Mais a frente, no mesmo texto mencionado, ressalta-se a importância de se levar a sério as ideias de alguém que pensa em se matar, pois quanto mais cedo se identifica tais ideias, maior é a possibilidade de que a pessoa receba ajuda terapêutica para reconciliar-se com aquela parte de si que deseja sobreviver. O objetivo da terapia, portanto, é auxiliar a pessoa a encontrar significados que tornem suportáveis a dor de viver no mundo que quer deixar. Assim, talvez, suas convicções suicidas se modifiquem.


Na contramão do entendimento que a psique exige, ouvi a seguinte fala de um colega psiquiatra, ao ser questionado por outro médico sobre como manejar o tratamento com drogas psiquiátricas: “Se não há resposta com a dose inicial do antidepressivo, aumentamos a dose. Se não há resposta com a dose máxima, adicionamos outro psicofármaco. E assim por diante.” Esta conduta estaria baseada em que tipo de “ciência”?

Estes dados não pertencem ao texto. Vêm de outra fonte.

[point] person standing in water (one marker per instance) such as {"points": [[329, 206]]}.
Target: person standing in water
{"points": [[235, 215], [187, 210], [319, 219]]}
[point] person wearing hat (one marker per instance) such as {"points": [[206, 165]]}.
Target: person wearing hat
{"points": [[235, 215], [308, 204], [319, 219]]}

Sem negligenciar a possibilidade dos danos neuronais promovidos pelos agrotóxicos, tampouco subestimando as descobertas das neurociências acerca dos neurotransmissores e da epigenética, abstendo-me de entrar no mérito da questão sobre Lacan (estaria ele certo ou errado?) e entendendo que as drogas antidepressivas podem até ser úteis em determinadas situações, estou convencido de que não é mais possível exercer uma medicina apenas do corpo.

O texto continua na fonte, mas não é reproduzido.